Segundo as investigações, o grupo prometia retornos mensais garantidos de 25% em pacotes de publicidade, o que equivaleria a cerca de 300% ao ano. O esquema teria funcionado entre junho de 2022 e agosto de 2023.

O que aconteceu: Zimbardi teria perdido US$ 34 milhões em operações cambiais arriscadas e, para tapar o rombo, usado o dinheiro de novos investidores para pagar os anteriores. Esse é o funcionamento clássico de um esquema Ponzi (quando o dinheiro que entra depois sustenta os pagamentos prometidos antes).

O processo também afirma que ele usou pelo menos US$ 10 milhões em despesas pessoais, incluindo uma casa para o filho, veículos de luxo e pensão para a ex-esposa.

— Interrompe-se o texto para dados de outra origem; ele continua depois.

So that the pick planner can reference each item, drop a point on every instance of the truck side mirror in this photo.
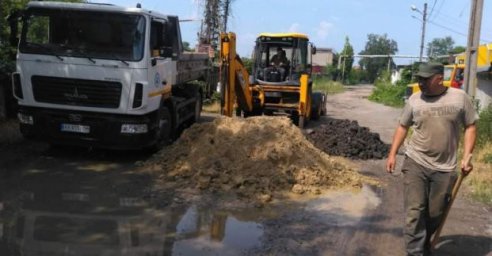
(166, 52)
(13, 20)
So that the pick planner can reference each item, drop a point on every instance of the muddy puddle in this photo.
(91, 224)
(120, 226)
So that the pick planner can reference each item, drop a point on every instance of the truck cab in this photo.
(103, 75)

Quando o esquema colapsou, ele viajou para o Havaí e depois para Fiji, onde teria vivido cerca de um ano antes de ser deportado para os EUA.

Para o leitor brasileiro, o caso reforça um alerta básico: promessa de rendimento alto e fixo em cripto costuma ser sinal de fraude, não de oportunidade.

O FBI passou a procurar vítimas do The Crypto Program, que depois mudou o nome para Amsys, para tentar identificar prejudicados e ajudar em eventual restituição. Zimbardi responde a 12 acusações de fraude eletrônica, 12 de lavagem de dinheiro, uma acusação de denúncia criminal federal e uma de conspiração para lavagem de dinheiro.